Life Keeps Quality Time
Several recent findings describe how living organisms keep accurate time in surprising ways.
Your UV clock: Stem cells in the skin keep time to protect us from damaging ultraviolet radiation. “Circadian Rhythms in Skin Stem Cells Protect Us Against UV Rays,” Science Daily announced. A researcher explained, “Our study shows that human skin stem cells posses an internal clock that allows them to very accurately know the time of day and helps them know when it is best to perform the correct function.” The stem cells “turn on” the UV protection genes. See also Nature News.
Your birthday clock: Our genes also keep time in mysterious ways involved in aging, Medical Xpress reported with the headline, “Biological clock able to measure age of most human tissues.” The timekeeping is apparently an epigenetic phenomenon. This biological clock does not tick at a constant rate, but changes up to about age 20, when it stabilizes. A UCLA researcher wants to understand it so that diseases associated with aging can be treated.
RNA regulator: Current Biology reported a “novel layer of regulation for the clock” in mammals, in the form of micro-RNAs. Researchers from Florida State described the biological clock thus: “As in other organisms, the timekeeping mechanism in mammals depends on a self-sustaining transcriptional negative feedback loop with a built-in time delay in feedback inhibition.” The miRNA molecules are responsible for the built-in time delay.
The sugar clock in plants: According to Science Daily, “Plants use sugars to tell the time of day.” The sugars are produced in photosynthesis. The “sugar levels within a plant play a vital role in synchronizing circadian rhythms with its surrounding environment.” The accumulation of sugar is “a bit like the resetting of a stopwatch,” a researcher at the University of York explained. Expanding on circadian rhythms generally, the article states,
Plants, like animals, have a 24 hour ‘body-clock’ known as the circadian rhythm. This biological timer gives plants an innate ability to measure time, even when there is no light — they don’t simply respond to sunrise, for example, they know it is coming and adjust their biology accordingly. This ability to keep time provides an important competitive advantage and is vital in biological processes such as flowering, fragrance emission and leaf movement.
Multiple independent clocks: European researchers were surprised to find additional timekeeping mechanisms in some marine animals that work independently. The bristle worm, for instance, in addition to the diurnal clock, has a separate clock that tracks the lunar phases (see similar finding about a crustacean in Current Biology). Nature News described the finding: “Some marine invertebrates have at least two internal clocks, which follow different times and have different mechanisms, according to two new studies,” adding, “Multiple timepieces might prove common among animals.” National Geographic provided more examples: mice with a 12-hour clock, and marine organisms that watch the tides. There’s also, of course, the monthly menstrual cycle in women.
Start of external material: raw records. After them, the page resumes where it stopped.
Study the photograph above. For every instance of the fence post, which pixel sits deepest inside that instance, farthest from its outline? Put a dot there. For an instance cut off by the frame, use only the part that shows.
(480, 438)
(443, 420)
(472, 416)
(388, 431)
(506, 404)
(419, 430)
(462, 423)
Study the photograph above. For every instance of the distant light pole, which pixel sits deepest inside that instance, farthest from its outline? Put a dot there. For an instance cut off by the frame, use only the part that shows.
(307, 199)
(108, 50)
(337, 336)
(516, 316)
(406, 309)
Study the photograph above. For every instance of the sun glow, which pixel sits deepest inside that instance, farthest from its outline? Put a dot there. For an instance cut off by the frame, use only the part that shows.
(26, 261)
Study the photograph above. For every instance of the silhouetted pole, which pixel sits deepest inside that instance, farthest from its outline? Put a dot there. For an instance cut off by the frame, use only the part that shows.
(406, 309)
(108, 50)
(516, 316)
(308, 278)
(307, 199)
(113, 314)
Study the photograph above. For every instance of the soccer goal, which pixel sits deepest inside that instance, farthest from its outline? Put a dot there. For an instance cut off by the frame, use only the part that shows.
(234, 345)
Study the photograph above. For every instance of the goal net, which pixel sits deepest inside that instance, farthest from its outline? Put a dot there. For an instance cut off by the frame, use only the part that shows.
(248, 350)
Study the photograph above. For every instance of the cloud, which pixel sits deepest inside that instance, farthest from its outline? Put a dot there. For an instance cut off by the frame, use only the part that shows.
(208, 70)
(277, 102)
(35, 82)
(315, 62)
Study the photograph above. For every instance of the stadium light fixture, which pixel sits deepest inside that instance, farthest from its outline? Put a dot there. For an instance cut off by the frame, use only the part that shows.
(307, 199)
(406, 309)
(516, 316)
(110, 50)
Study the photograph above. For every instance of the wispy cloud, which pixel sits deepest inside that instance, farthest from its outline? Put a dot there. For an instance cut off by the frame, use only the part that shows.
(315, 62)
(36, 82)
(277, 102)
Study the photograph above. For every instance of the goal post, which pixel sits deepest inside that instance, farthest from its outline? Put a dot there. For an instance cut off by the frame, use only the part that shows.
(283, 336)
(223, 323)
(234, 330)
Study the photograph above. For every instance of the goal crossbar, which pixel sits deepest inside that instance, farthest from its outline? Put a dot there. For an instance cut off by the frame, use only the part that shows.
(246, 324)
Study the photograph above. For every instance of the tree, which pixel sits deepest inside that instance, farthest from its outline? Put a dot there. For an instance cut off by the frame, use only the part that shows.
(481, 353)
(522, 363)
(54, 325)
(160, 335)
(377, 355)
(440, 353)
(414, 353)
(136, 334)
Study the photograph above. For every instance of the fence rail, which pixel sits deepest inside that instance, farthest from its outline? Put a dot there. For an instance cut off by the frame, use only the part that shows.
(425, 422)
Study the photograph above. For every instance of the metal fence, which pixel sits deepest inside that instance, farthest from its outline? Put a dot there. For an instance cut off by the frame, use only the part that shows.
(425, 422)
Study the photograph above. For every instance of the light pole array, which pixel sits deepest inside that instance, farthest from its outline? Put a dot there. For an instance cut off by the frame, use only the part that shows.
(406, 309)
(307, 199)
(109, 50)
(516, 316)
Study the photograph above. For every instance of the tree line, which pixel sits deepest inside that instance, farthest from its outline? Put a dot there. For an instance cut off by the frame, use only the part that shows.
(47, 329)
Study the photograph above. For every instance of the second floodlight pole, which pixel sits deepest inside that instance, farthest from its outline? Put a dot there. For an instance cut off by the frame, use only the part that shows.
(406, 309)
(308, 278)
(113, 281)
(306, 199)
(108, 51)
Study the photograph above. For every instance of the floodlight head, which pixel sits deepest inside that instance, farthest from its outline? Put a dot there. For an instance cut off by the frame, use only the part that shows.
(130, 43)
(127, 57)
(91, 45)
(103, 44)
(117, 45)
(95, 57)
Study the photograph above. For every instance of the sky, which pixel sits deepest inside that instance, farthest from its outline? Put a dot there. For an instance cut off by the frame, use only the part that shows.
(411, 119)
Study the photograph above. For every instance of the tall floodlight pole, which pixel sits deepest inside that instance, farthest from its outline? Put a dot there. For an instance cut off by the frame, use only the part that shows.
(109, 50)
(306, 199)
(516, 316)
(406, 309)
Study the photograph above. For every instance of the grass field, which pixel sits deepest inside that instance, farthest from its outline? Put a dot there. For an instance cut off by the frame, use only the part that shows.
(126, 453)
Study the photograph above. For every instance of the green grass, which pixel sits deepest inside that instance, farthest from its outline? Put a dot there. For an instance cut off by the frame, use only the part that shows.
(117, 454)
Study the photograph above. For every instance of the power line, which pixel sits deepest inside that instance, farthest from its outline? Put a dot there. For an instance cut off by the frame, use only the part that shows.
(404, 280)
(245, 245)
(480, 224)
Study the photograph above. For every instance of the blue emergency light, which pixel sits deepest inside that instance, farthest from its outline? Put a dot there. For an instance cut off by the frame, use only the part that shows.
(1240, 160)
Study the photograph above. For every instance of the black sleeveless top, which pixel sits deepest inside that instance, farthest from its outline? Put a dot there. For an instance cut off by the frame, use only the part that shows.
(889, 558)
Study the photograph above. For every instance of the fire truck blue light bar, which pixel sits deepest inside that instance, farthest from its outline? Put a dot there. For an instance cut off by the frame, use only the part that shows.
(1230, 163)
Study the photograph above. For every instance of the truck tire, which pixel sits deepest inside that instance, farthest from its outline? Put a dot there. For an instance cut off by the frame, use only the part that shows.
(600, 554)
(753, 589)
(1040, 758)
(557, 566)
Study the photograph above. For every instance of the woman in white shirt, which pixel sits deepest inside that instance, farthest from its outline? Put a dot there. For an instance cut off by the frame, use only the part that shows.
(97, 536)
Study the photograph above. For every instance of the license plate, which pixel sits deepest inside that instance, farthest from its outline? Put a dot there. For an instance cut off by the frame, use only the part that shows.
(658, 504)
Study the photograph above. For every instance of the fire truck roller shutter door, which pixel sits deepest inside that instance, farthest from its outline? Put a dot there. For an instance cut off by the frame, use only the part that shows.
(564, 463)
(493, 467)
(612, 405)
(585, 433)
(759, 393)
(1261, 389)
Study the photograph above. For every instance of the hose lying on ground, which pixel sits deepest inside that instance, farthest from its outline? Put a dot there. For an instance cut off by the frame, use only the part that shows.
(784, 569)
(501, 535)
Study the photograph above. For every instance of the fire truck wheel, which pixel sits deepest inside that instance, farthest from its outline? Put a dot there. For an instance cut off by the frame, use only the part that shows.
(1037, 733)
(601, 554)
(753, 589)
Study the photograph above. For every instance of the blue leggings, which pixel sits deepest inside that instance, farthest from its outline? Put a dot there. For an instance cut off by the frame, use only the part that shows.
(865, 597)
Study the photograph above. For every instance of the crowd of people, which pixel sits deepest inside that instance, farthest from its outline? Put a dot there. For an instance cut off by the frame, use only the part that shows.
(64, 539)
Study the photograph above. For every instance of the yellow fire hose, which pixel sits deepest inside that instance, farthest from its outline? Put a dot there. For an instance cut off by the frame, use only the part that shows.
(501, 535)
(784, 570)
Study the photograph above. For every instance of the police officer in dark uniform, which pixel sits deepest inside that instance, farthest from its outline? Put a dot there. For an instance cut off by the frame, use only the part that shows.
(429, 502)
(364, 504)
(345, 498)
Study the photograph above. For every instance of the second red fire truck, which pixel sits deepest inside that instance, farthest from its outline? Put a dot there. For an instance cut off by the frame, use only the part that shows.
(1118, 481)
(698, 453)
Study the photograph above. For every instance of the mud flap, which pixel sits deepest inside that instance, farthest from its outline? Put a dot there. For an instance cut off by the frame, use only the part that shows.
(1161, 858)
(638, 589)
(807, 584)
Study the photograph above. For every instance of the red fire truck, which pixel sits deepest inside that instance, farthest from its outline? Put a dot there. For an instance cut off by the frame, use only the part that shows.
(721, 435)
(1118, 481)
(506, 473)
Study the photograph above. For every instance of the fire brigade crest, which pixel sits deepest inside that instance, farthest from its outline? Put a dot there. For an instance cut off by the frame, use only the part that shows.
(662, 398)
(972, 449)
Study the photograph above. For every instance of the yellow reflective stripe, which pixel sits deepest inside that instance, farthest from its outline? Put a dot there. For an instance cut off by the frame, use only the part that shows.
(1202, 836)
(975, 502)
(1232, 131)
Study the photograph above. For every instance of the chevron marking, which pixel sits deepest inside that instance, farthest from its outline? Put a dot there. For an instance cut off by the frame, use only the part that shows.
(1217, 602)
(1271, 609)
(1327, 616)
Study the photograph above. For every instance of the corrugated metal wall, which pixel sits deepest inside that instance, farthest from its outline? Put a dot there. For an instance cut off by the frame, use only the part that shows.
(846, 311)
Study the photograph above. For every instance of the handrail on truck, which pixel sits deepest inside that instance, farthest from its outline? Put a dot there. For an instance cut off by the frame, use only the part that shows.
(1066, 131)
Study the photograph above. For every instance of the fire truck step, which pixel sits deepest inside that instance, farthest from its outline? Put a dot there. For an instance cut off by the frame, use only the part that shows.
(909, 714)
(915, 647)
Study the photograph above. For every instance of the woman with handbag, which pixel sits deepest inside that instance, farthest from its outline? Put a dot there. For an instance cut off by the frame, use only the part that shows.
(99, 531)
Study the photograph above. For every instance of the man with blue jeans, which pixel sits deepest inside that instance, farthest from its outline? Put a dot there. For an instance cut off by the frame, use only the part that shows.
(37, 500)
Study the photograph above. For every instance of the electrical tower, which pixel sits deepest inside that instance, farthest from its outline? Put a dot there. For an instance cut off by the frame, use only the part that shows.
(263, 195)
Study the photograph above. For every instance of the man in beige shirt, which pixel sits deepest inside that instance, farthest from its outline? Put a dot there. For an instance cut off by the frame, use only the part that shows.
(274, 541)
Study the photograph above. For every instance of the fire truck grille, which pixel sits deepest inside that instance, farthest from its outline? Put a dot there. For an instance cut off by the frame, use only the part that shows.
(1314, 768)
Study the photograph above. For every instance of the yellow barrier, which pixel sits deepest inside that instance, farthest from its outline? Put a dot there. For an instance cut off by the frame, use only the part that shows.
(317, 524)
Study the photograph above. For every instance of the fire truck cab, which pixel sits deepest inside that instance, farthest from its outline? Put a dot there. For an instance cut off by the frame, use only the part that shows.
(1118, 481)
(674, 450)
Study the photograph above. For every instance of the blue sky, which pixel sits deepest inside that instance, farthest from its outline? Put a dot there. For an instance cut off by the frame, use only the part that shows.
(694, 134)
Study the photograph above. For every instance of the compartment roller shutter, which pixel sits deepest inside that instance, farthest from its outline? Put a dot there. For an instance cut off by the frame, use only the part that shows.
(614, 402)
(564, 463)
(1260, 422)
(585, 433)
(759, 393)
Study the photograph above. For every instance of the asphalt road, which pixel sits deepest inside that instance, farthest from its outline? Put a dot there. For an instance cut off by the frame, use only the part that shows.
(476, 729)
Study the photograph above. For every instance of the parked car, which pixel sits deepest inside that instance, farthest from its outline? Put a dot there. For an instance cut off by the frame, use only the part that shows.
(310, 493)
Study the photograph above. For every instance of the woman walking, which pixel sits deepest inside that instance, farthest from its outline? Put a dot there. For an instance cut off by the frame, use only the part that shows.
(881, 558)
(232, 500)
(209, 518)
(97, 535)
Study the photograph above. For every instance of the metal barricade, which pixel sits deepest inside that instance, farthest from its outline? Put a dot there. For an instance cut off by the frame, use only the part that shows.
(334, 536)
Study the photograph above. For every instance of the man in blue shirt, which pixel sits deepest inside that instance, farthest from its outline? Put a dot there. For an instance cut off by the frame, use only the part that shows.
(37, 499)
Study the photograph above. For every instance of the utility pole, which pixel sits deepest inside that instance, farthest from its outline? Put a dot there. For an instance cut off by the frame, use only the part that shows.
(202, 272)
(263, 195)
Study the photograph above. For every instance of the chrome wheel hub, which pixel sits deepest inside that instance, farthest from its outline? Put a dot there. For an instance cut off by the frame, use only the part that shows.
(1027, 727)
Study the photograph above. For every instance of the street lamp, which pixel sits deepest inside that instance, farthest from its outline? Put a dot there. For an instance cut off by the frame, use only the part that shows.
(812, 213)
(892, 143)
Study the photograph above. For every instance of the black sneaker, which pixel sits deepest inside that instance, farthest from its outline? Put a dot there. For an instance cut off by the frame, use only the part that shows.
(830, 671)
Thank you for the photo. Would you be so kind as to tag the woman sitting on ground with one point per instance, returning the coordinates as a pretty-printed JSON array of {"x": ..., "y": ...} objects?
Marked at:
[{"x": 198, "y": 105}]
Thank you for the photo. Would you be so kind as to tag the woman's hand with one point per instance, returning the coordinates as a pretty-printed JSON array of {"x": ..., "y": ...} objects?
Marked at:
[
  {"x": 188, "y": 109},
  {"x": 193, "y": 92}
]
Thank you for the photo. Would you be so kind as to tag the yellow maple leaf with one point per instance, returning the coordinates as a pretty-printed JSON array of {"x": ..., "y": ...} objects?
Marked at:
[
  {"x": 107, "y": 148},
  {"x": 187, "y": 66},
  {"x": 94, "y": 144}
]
The uncanny ability of some crabs, fish, and worms to time their spawning to the moon has fascinated biologists for many years. Now, researchers are just beginning to understand the mechanisms at the cellular level.
Wasn’t there a story long ago about finding a watch, and considering what it implied?
Comments
An analogy would be some kind of manufacturing plant… where engineers are busy round the clock, in turning dials, flipping switches on and off, adjusting pressure gauges, opening and closing pipes, etc. No one ever imagined such complexity in plants… such ”subterranean” goings on.
– Materialist views of the world (e.g. Darwinism) were based on an almost total ignorance of biological reality, and are now obsolete. I don’t expect materialists or atheists to abandon Naturalism, but I do expect them to abandon Darwinism for some new concept of non-intelligent design.